I think we’re all familiar with struggling to say no to things that are fun or decadent, but aren’t good for us. But what about the things that don’t sound tempting at all, and still, we can’t say no?
In this fourth installment of my series about learning how to say no, (click here to read earlier posts), I’m sharing some insights from a client.
A Vicious Cycle
Susan (not her real name) was paralyzed by competing demands for her time. She was overwhelmed with doubt and indecision, which led to procrastination. Instead of working on important tasks, she escaped to meaningless busy work, falling more and more behind.
Susan’s To Do list was not reasonable for one person, and yet she often accepted even more work. She explained that she believed she should have time to do everything, if only she could manage her time better. She was guilt-ridden, and felt she didn’t have the right to say no. Her expectations of herself grew, as she took on more. It was a vicious cycle.
A Critical Factor
With coaching, Susan gained insights about the overwhelm at the heart of her procrastination, and she discovered that self-care is critical.
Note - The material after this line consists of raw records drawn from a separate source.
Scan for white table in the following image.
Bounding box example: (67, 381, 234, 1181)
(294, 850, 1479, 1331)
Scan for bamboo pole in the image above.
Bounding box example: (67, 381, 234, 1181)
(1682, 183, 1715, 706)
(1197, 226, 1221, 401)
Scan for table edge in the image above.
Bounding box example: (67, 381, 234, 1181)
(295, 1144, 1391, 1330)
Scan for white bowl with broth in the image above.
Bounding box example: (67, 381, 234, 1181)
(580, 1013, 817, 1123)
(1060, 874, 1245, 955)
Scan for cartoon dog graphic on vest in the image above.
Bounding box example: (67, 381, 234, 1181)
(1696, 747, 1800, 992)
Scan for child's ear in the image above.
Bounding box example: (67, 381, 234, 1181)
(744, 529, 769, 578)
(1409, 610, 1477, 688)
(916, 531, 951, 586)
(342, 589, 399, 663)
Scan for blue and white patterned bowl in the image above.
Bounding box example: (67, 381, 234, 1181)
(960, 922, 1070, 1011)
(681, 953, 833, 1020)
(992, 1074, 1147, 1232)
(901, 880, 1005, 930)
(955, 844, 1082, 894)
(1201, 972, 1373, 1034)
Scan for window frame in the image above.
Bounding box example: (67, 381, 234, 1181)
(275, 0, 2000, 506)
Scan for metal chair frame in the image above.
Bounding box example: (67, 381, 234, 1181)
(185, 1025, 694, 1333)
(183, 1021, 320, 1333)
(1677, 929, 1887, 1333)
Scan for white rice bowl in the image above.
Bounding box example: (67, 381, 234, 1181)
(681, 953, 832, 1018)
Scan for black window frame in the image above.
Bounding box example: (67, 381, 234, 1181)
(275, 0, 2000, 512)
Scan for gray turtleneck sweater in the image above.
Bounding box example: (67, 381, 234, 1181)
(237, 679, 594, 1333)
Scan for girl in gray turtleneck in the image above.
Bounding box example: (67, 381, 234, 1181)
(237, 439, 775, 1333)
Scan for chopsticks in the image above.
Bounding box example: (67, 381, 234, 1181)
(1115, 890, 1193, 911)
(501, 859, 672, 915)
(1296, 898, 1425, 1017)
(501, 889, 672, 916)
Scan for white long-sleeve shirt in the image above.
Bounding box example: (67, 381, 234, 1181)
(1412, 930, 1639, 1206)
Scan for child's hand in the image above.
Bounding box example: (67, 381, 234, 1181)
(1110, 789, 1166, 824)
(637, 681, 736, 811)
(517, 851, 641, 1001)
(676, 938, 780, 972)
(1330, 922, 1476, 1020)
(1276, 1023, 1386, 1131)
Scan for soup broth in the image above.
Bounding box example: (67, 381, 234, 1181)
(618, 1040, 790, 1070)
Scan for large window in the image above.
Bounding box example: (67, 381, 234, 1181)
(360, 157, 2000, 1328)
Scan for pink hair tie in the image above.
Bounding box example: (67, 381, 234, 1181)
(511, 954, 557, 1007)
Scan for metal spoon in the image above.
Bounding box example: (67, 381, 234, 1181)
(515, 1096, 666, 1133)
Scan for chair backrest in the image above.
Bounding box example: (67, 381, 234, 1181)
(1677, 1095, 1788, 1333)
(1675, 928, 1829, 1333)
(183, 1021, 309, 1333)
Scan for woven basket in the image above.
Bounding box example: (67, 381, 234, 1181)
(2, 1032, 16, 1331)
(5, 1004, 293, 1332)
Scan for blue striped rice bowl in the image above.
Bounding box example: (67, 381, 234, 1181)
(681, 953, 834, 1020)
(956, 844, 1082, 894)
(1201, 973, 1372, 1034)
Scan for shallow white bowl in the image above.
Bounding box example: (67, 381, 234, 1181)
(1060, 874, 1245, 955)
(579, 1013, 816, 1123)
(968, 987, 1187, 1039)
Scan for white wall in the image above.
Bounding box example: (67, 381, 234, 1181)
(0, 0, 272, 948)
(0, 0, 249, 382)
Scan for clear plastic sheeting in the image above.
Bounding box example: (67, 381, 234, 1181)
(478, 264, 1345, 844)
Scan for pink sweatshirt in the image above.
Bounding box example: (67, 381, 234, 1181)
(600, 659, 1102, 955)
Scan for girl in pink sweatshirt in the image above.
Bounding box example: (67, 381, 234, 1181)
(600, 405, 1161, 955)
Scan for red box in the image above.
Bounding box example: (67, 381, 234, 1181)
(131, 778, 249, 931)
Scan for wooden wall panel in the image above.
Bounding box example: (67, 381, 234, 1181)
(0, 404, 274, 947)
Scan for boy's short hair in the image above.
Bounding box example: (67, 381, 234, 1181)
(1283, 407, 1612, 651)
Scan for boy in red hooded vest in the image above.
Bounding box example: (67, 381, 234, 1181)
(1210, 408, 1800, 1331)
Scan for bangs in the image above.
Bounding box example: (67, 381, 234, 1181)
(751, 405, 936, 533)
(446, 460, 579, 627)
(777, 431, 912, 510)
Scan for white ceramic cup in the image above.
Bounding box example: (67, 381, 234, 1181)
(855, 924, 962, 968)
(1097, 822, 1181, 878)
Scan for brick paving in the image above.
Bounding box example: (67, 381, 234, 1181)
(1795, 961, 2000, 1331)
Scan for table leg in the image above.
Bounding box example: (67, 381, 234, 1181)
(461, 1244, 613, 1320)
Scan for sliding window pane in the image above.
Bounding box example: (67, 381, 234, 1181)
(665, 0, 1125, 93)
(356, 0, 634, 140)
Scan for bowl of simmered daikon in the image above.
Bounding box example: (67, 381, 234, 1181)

The more Susan took good care of herself, the less she felt overwhelmed. She was able to make decisions more easily, and her confidence grew. She stopped expecting so much of herself, and actually started accomplishing more!
Reframing the Option to Say No
This understanding helped Susan reframe her options. Instead of feeling that she hadn’t earned the right to say no, she focused on the ways she was actually saying yes. She wrote me recently, and shared the following:
In my experience, I often struggle to say no to other people’s requests for my time, expertise, etc. One thing that helps me is to think of it as saying “yes” to myself. Like “no” to my friend even though I like them and want to go out for coffee/dinner/whatever, right now I’m overextended and exhausted and I am worthy of having downtime to rest. “yes” to myself and to rest and relaxation. If they’re really my friend, they’ll understand. Or “no” to my boss’s latest request and “yes” to my sanity at work. Often, “no” can be shifted to “not right now” or a re-negotiation of the deadline, or a re-negotiation of priorities. Which helps me kind of put the choice back to them (ok, do you want me to work on your expense report, or the newsletter to our teams?, etc).
Susan also shared an important point that we don’t consider often enough:
… other people’s needs are their own responsibility, and just because I *can* help someone fulfill a need (for companionship, or work) usually I am not the only possible person who can fulfill that need for them. I can trust them to be creative and resourceful, and not assume that they will be lost without me.
I really like Susan’s positive approach. She reframed saying no into creating opportunities for both herself and others. Since she started saying no to unrealistic requests for her time, and yes to nurturing her best self, she has gotten a promotion at work and achieved important personal goals. I appreciate that she allowed me to share what she learned, and I hope her words of wisdom can help us all remember that it’s okay to say no!